First time poster here and I have a question that maybe someone might have an answer to.

I just purchased an American Watch Co. PS Bartlett pocket watch, 18 size, 11 jewel, key wind. It's an 1857 model, serial no. 578632, made in 1871 that's running and keeping excellent time. The thing that puzzles me is the name of the case company? Anybody know anything about this WBW & Co. which appears to have been made in Philadelphia? I've never heard of it and nobody I've talked to has any knowledge of it either.


----------



## dobra (Aug 20, 2009)

Can't help you with the name, but must say the watch is a classy one.

Warm welcome to the Forum. :thumbup:

Mike


----------



## DJH584 (Apr 10, 2013)

Hiya Rook and welcome to this forum.

I saw your question on another message board and given the answers there, I don't think you will get any further here - sad to say.

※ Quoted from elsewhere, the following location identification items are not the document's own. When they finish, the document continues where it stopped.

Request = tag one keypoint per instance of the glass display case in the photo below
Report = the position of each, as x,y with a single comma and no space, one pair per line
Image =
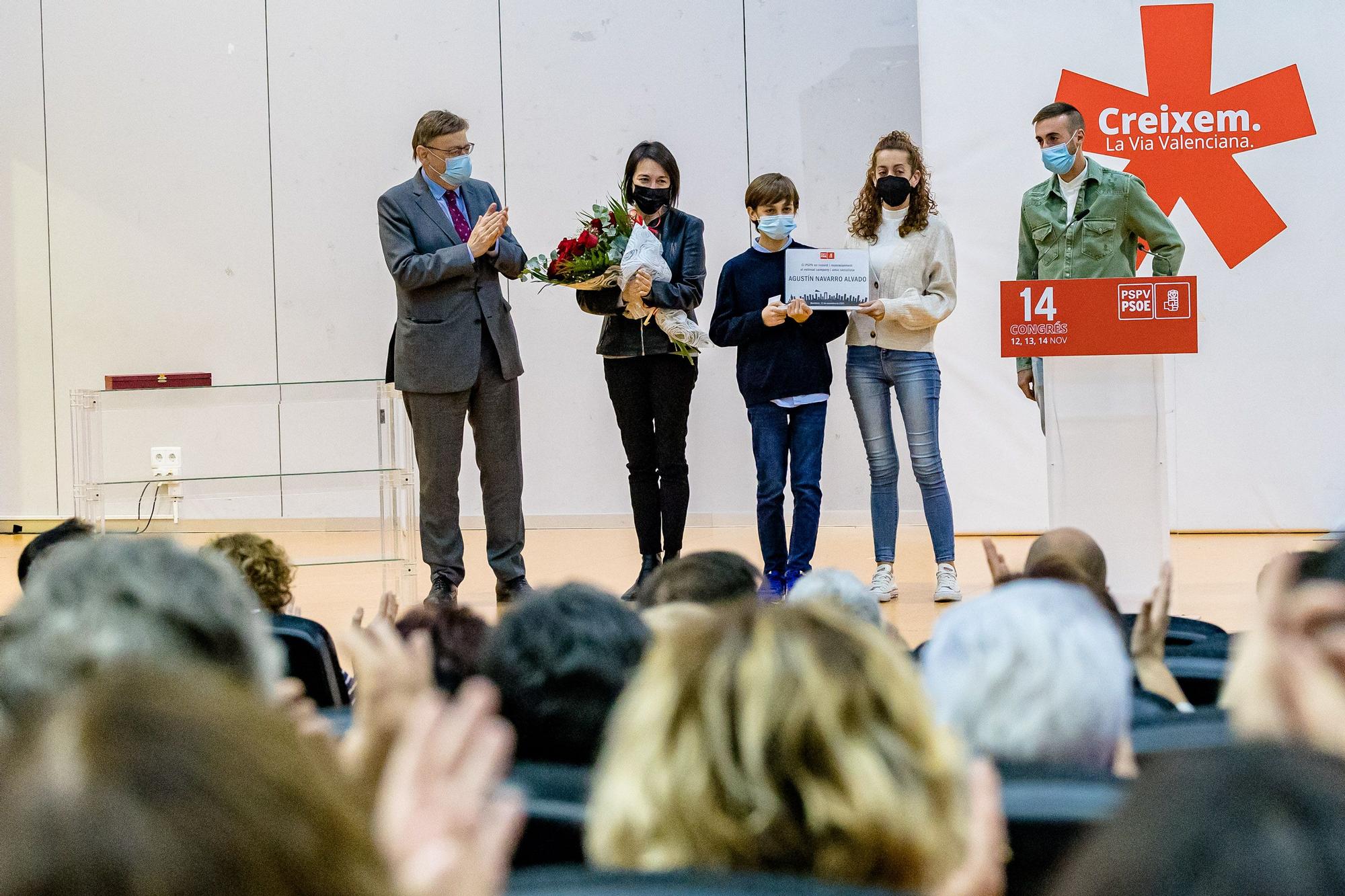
258,456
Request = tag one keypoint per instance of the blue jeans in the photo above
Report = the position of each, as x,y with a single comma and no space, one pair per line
789,439
872,374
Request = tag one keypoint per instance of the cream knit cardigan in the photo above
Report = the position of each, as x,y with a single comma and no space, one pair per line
918,287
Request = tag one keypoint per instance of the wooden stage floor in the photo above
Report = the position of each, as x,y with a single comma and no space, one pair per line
1215,575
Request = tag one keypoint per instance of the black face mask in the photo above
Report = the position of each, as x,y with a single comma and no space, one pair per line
894,190
649,200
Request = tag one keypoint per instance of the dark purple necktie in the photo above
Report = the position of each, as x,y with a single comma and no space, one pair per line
465,231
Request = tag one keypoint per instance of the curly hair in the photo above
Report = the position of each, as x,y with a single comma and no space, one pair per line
868,209
264,565
790,739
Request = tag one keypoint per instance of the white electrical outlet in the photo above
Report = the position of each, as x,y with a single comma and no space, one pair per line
166,462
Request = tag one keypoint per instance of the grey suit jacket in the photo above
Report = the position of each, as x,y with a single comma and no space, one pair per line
445,296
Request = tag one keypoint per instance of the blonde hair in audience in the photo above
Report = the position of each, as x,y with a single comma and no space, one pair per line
666,618
789,739
264,565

I think that this will be one of those conundrums that will never be resolved UNLESS somebody, somewhere has one of theses case and can provide a definitive answer.

Have you tried anywhere else such as watchuseek?


----------



## AVO (Nov 18, 2012)

There was a William Warner making watch cases in Philadelphia, but his dates look a little early for your watch.


----------



## Rook (Oct 22, 2013)

DJH584 said:


> Hiya Rook and welcome to this forum.
> 
> I saw your question on another message board and given the answers there, I don't think you will get any further here - sad to say.
> 
> ...


DJ I've tried all the watch forums that I know of and I searched google over and over again but no luck there either. I've never heard of watchuseek so I'll try that next.

Thanks for the info and I appreciate the welcome to the forum.


----------